Scientists Say We're Making Espresso Wrong (and They May Be Right)

Conventional espresso-making methods are inconsistent and wasteful, according to a new paper.

It's easy to understand the appeal of those pod-based coffee machines: Pop in a pod, press a button and done. But many of us prefer the opposite end of the effort spectrum: Choose a roaster, choose beans, choose a brewing method, choose a grind, choose a water temperature, choose a ratio of water to beans, choose a brewing time, and… I think that's it? However, with multiple variables involved, getting it right on a consistent basis can be frustrating.

Now, things may be complicated even further for espresso fans: A new study suggests that the conventional method for making espresso may be problematically inconsistent, and some of those aforementioned variables should probably be reconsidered from the ground—or grounds—up.

A barista preparing espresso for brewing
Barista holding portafilter and coffee tamper making an espresso coffee. luckyraccoon/Getty Images

In the study "Systematically Improving Espresso: Insights from Mathematical Modeling and Experiment," published this week in the journal Matter, a global team of researchers from the United States, the United Kingdom, Ireland, Australia, and Switzerland have concluded that the key to consistent results—with less cost and waste—might be to make espresso with fewer beans and a coarser grind.

"Most people in the coffee industry are using fine-grind settings and lots of coffee beans to get a mix of bitterness and sour acidity that is unpredictable and irreproducible," co-senior author Christopher Hendon, a computational chemist at the University of Oregon, explained in a statement. "It sounds counterintuitive, but experiments and modeling suggest that efficient, reproducible shots can be accessed by simply using less coffee and grinding it more coarsely."

In essence, the current method for making espresso is a crapshoot. No, you won't crap out entirely: You'll still get a drinkable brew. However, speaking over the phone, Hendon explained to me that conventional brewing includes enough inevitable variability that the flavor of your shot won't be the same every time. Fine grinds tend to pack together in the bed, and as water follows the path of least resistance through them, some grinds get higher extraction rates while others are barely extracted at all. As a result, espresso shots are usually an average of extreme variation, not a consistent whole.

Figuring out how to get consistent results from millions of coffee grinds isn't easy. "You would need more computing power than Google has to accurately solve the physics and transport equations of brewing on a geometry as intricate as a coffee bed," co-senior author Jamie M. Foster, a mathematician at the University of Portsmouth in the United Kingdom, added in the study's announcement.

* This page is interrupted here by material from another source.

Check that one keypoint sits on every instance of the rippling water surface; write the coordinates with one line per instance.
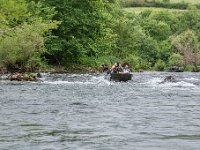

Luckily for the ten-person research team, though not quite Google, they were able to mathematically analyze the brewing process—getting some help from electrochemistry—then compare their models to the actual results. After making tweaks across thousands of shots, they determined the best way to achieve that previously elusive consistency: "One way to optimize extraction and achieve reproducibility is to grind coarser and use a little less water, while another is to simply reduce the mass of coffee," Hendon stated.

But what does a group of "mathematicians, physicists, and materials experts" (as the press release states) know about good tasting coffee anyway? Hendon told me a number of members in the group are coffee experts as well, but that's kind of beside the point. His convincing argument: Let's make the process of brewing espresso consistent and then make adjustments for flavor from there. Currently, baristas are metaphorically throwing darts at a moving board: Even if you like the flavor you're getting, there's little guarantee it will be the same the next time. Hendon seemed confident that, with his team's method, baristas could work their way back to the flavor profile they prefer—and then reproduce it more often.

The coffee expert I spoke to, Charles Babinski, co-founder of the Los Angeles-based coffee company Go Get Em Tiger, didn't necessarily disagree. "I follow the adage to be wary of any coffee science article that makes its way into popular media," he told me via email. "I have nothing but love and respect for Hendon, and my layman's view of his (obviously rather technical) paper is that it mostly checks out with my experiences. I have definitely witnessed lower doses and courser grounds yield comparable/better extractions than shots done within current industry best practices."

Babinski did have one bone to pick, however. "In my experience, the faster shots that Hendon and co. are describing are just not as expressive or exemplary as a 'well-extracted' longer shot," he explains. "They cover this somewhat in the paper…. I also don't think that anything they said in the paper particularly refutes my current viewpoint since the focus is on efficiency and repeatability, not quality, so I think this data could definitely be used to progress toward new approaches to coffee extraction."

Meanwhile, all this talk of taste doesn't even include the study's other big benefit: Using fewer beans costs less and creates less waste, improving sustainability. The researchers suggest a small café could save thousands while the entire U.S. coffee industry could save as much as $1.1 billion. (Or they could pass some of those savings on to us!)

But in the end, Hendon stressed that he agrees taste is king, and he's not trying to mess with that. "There is a tremendous dependency on the preferences of the person producing the coffee," he stated; "we are elucidating the variables that they need to consider if they want to better navigate the parameter space of brewing espresso." Unless, of course, you like playing craps? The highs can certainly be thrilling as long as you can handle the lows.